Воспоминания о «Литературной газете» - страница 6

стр.

Наконец, к середине понедельника полосы обретали окончательный вид и выносились на суд главного редактора. Свои замечания он обычно высказывал в форме вопросов. Если ответы его удовлетворяли или успокаивали, тем дело и кончалось. Если нет, А.Б.Ч. советовался с Верченко, зав. отделом культуры ЦК Шауро. Подчас возникали проблемы, которые требовалось решать здесь и сейчас. График выпуска номера столь же императивен, как железнодорожное расписание. Любая задержка грозила опозданием сдачи номера в типографию. А у ее ворот уже стоит вереница машин, готовых везти тираж и матрицы для дальних типографий на почтамты, вокзалы, аэропорты, где ни поезда, ни самолеты ждать не будут. Приходилось проявлять чудеса изобретательности, оперативности да и, что скрывать, изворотливости. Мы работали практически без опозданий.

Но даже если номер шел спокойно, последние часы перед подписанием его в печать проходили в какой-то совершенно особой атмосфере.
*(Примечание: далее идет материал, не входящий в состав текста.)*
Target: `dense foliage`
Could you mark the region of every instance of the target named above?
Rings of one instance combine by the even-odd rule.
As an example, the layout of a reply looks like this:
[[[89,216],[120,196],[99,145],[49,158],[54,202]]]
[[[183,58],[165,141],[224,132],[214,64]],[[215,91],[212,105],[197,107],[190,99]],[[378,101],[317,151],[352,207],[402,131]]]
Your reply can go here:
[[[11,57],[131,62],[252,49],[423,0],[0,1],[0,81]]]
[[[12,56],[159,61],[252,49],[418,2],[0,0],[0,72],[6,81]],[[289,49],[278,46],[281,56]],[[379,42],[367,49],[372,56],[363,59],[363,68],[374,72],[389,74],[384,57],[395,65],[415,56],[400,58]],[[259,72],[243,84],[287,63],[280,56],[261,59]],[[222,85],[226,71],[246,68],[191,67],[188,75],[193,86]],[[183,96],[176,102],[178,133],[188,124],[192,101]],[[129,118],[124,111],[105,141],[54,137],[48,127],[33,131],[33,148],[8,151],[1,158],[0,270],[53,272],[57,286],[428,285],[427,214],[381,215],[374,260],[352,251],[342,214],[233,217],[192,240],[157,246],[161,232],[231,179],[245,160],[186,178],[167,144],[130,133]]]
Чаковский, а потом и я приобретали никакому объяснению не поддающуюся, возникающую только в это время интуицию. Ни с того, ни с сего подходили к какой-нибудь из шестнадцати развешенных по стенам полос и упирались взглядом именно в то место, где затаилась проскользнувшая через все инстанции контроля ошибка либо опечатка. Что нас толкало к ней? Мистика какая-то.
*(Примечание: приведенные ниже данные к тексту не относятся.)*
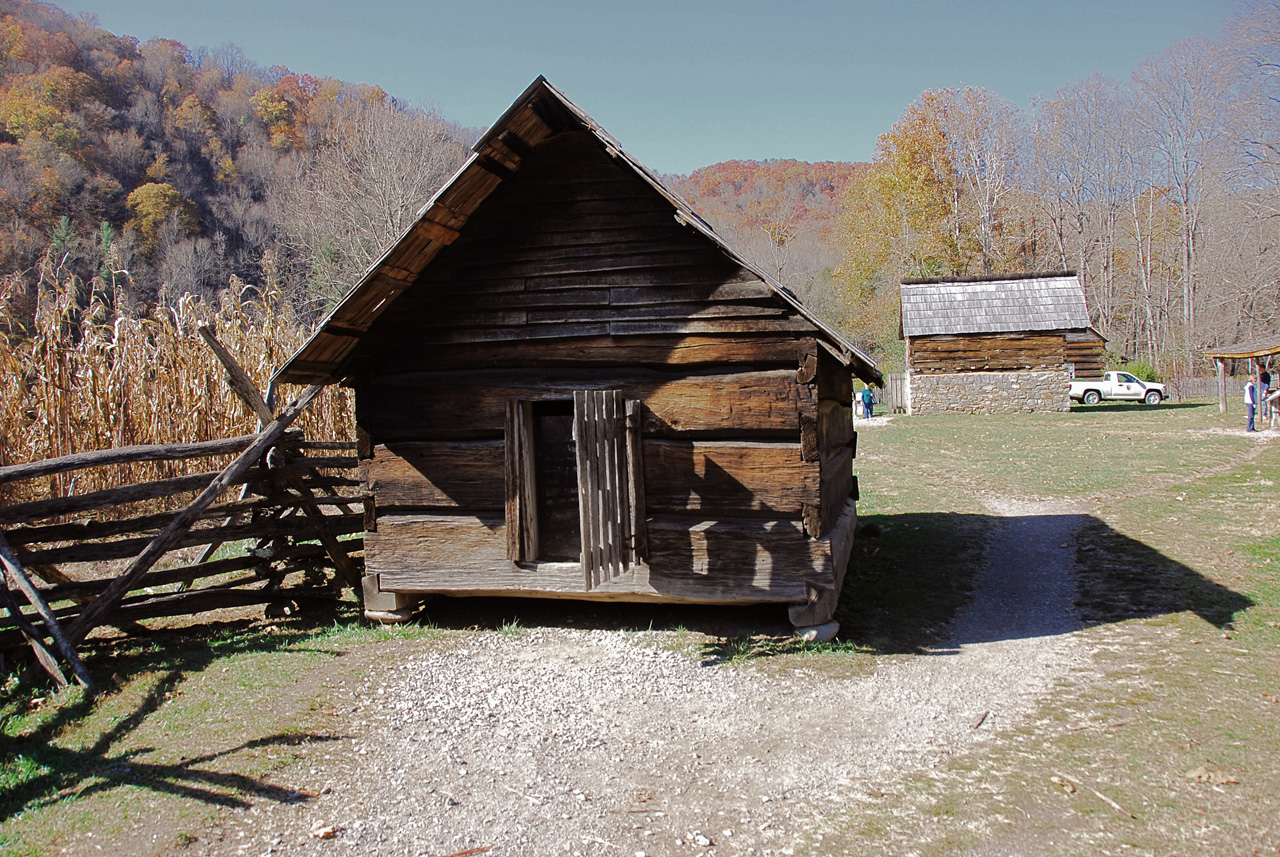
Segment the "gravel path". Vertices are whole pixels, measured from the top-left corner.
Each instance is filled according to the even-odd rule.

Культура печатной продукции была в то время чрезвычайно высока, фактические ошибки, опечатки вызывали поток читательских писем, издевательских телефонных звонков, вся редакция ходила, как оплеванная, а газета в следующем номере непременно, скрепя сердце, давала унизительную поправку. В других печатных органах издавались грозные приказы, принимались строгие меры «по недопущению в дальнейшем», виновников, бывало, тут же увольняли. Моя газетная практика многократно убеждала: чем строже борешься с ошибками, тем они неизбежнее. Никогда не забуду, как сразу после назначения замом в «Московском комсомольце» в первом же номере, который я подписывал, прошла опечатка в заголовке. Представляете, с каким тщанием читал, да нет, вылизывал я следующий номер. И на тебе! Он вышел с перевернутым вверх ногами фото. Старый газетный волк редактор «Вечерней Москвы» С.Д. Индурский вообще считал, что пока будут газеты, будут и ошибки в них. Короче, мы в таких случаях редакцию на усиленный режим несения службы не переводили, лишь просили всех быть внимательнее. Ошибки, конечно, случались, не чаще одного-двух раз в год.

Выше я употребил слово «матрица» в том значении, в каком оно современному читателю совершенно непонятно. А до перехода на компьютерный способ полиграфического производства означало оно вот что. После подписания дежурным редактором полосы в печать на раму с набором клали особый вид картона, помещали под пресс и получали точную копию полосы – матрицу. Только буквы на ней были не выпуклыми, как в наборе, а вдавленными в картон. Затем она попадала к стереотиперам, которые на своих станках делали с нее стереотип – полукруглую отливку из типографского сплава под названием гарт, где буквы принимали свой нормальный вид. Металлические стереотипы закрепляли на валах ротационной печатной машины, которая и печатала газету.

Выпуск каждого номера всегда небольшое, но событие. К этому моменту в кабинете дежурного редактора собиралась вся бригада, которая над ним трудилась. В соседних кабинетах сидели в ожидании наиболее нетерпеливые авторы печатаемых статей, сотрудники, которые их редактировали. Наконец, распахивается дверь, и на пороге появляются торжественные, при галстуках наш выпускающий Борис Александрович Фуров и директор типографии Владимир Сергеевич Святский. На согнутой руке у каждого кипа только что сошедших с ротации пробных экземпляров газеты. Их расхватывают вмиг. Однако же торжество торжеством, а дело делом. Все придирчиво рассматривают полосу за полосой, что-то вроде коллективного ОТК. На этот раз смотрят, хорошо ли легла краска, как пропечатались иллюстрации. Дежурный редактор пишет, где что надо улучшить (на типографском языке – приправить) и размашисто выводит на белом поле первой полосы: «в свет». Вскоре здание, где мы сидим, вздрагивает: начала набирать обороты ротация. Пошла, родимая! Полетел к читателям свежий номер!